Monday, July 22, 2013

Et in Arcadia Ego - Review: 22.07.2013

Today is a good day to bury news. So if the Tory government, over the next few weeks, wants to rip the NHS to shreds or pare benefits back to the bone, all the time the peasants are rejoicing at the Royal birth.

We, the taxpayer, are celebrating a scrubbed-up piece of trailer trash, the niece of a cocaine dealer, giving birth to a child for whom we'll pay for the rest of its life, and it will have a better damned life than any of our children will have. On its mother's side, the kid's descended from chavs, on his father's side, he's descended from the result of a battle between two horny blokes fighting over a blonde. One was her uncle, with whom she was sleeping; the other was a bad boy, also with whom she was sleeping.

Gee, kinda like EastEnders.

That Smell.


Ooh that smell ... can't you smell that smell?
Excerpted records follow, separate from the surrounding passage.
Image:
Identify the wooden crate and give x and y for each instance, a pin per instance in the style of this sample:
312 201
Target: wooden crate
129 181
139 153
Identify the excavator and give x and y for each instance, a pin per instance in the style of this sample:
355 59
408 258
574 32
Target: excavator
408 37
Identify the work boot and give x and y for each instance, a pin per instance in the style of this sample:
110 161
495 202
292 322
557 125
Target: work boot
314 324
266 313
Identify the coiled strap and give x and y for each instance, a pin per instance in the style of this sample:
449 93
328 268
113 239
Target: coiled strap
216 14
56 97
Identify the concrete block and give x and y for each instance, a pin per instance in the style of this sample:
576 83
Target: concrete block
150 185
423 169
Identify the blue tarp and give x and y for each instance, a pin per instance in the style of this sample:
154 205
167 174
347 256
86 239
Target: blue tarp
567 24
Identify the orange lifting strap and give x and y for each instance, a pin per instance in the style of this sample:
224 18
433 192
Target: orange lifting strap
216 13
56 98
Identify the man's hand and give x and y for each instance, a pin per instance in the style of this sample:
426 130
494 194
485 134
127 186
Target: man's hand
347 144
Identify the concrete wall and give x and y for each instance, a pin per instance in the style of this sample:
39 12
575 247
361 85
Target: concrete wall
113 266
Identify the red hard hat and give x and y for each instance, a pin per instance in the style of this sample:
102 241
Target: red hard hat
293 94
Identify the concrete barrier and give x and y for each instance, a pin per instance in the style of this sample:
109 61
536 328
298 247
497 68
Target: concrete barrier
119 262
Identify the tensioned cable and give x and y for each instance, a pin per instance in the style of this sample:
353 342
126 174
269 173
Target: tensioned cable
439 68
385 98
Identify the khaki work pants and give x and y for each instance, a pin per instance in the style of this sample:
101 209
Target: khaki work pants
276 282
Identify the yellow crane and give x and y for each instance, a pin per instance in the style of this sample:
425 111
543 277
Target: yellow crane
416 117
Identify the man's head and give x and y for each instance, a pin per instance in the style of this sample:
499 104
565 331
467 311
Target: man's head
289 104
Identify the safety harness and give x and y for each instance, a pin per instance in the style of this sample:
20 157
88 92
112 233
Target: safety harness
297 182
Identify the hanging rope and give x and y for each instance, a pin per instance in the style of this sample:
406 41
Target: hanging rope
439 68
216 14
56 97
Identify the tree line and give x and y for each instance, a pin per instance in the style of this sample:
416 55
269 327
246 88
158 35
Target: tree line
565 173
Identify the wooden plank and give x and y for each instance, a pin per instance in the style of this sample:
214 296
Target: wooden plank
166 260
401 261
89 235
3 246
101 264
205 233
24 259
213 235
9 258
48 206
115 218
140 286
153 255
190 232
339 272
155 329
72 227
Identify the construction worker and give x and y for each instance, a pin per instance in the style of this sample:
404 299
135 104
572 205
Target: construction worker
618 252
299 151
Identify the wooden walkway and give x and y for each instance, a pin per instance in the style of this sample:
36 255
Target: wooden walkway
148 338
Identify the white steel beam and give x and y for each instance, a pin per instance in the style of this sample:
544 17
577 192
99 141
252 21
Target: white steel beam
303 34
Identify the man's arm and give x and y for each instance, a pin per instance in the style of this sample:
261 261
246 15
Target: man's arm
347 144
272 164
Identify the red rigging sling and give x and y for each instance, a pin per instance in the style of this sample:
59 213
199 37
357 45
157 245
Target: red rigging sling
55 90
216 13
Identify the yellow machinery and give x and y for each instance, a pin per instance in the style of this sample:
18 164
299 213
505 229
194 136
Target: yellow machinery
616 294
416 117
Well, in Walford, that stink is Shirley.

Shirley's stink just isn't BO; it's bitterness and rancid hatred. Granted, most of her hatred is actually self-hatred, projected onto Phil Mitchell. Shirl hates herself, deep down, because she knows that Phil spent the better part of 5 months, covering up the fact that Ben killed Heather; she knows that she possessed the knowledge and the proof to have sent Phil down for a long time.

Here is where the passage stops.